A Nelson lawyer, Anjela Sharma, has lost her application for a mandatory interim injunction to have her one-year Air New Zealand travel ban lifted (Sharma v Air New Zealand Ltd [2020] NZHC 230). Last July Ms Sharma was banned from flying with Air New Zealand following an incident at the Koru Lounge.

She and her family were travelling from Nelson to Auckland and then onto a business class flight from Auckland to India with Singapore Airlines.

While in the lounge in Nelson Ms Sharma was challenged on her eligibility to be there. She argued that on her understanding, their business class tickets entitled them to use the lounge. Air New Zealand later generated a report describing Ms Sharma and her family as being loud, disruptive and intimidating during their dealings with the Lounge hostess.
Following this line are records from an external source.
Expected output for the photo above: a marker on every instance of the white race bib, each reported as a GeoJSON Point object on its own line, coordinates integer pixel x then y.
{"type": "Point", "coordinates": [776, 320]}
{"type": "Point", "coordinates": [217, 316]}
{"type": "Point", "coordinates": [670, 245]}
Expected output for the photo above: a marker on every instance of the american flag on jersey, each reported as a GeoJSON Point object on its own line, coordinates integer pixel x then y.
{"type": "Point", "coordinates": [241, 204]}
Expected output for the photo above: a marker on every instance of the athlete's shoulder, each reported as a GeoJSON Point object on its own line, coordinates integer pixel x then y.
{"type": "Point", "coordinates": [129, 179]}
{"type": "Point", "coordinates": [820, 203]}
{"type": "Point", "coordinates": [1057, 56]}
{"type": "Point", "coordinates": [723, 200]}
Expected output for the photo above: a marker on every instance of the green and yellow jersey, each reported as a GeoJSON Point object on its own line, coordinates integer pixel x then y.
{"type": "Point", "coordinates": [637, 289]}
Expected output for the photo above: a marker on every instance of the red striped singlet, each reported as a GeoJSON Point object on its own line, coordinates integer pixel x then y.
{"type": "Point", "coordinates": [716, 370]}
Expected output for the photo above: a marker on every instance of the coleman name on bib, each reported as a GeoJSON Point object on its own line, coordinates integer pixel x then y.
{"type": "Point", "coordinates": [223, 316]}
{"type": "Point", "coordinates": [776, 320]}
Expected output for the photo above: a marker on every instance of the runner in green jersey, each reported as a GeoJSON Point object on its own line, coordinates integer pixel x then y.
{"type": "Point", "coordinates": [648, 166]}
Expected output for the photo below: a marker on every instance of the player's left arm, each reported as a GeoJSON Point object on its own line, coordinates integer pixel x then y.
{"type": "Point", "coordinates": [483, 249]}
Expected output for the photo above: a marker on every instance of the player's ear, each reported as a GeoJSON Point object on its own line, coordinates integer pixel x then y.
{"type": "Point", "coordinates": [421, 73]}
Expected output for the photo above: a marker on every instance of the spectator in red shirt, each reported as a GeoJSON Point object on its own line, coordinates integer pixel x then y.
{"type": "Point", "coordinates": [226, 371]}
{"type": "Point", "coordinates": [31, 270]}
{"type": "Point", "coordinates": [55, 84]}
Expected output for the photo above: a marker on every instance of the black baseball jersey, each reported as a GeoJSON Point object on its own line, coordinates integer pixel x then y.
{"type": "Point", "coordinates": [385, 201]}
While in India the Senior Manager of Security at Air New Zealand emailed Ms Sharma informing her of the terms and conditions of travel and of access to the Koru Lounge and telling her that she was not eligible for access to the lounge on return trip from India. He warned her that failure to comply with or accept the conditions would result in her not being permitted to enter the lounge, board a flight at the time of check-in/boarding, being offloaded, and/or being banned entirely from flying on Air New Zealand services in the future.

On 24 June 2019 Ms Sharma was denied online access to AirNZ’s website, and she again complained to the Chief Executive detailing the way in which Air NZ’s staff had treated her at a subsequent check-in in April 2019.

On 2 July 2019, Air NZ’s Senior Manager of Group Resilience, Mr Giles Carter, wrote to the applicant advising that as a result of her “recent intimidatory and aggressive behaviours towards Air New Zealand staff” she would be banned for a period of 12 months from travelling on Air New Zealand flights.

The High Court dismissed Ms Sharma’s application for a mandatory interim injunction to remove the 12-month ban.

The court considered the argument advanced by Ms Sharma that Air New Zealand had a contractual obligation to provide her with flight services and determined that a decision to refuse carriage will be lawful so long as it is not unreasonable in the sense that it is irrational, capricious, or unreasonable in the public law sense of being a decision that no reasonable decisionmaker could make. Any pre-boarding or on-board conduct which causes the respondent to have legitimate concerns, about whether a customer will comply with its conditions of carriage, entitles the respondent to give written notice to the customer under Article 7.1.11 of “Air New Zealand conditions of carriage”.

Ms Sharma failed to establish that she has an arguable case to support her claim that Air New Zealand acted in breach of contract by imposing the ban without having exercised reasonable discretion to do so. On the balance of convenience, the High Court found that the case strongly favoured Air New Zealand and upholding the ban was therefore a just outcome.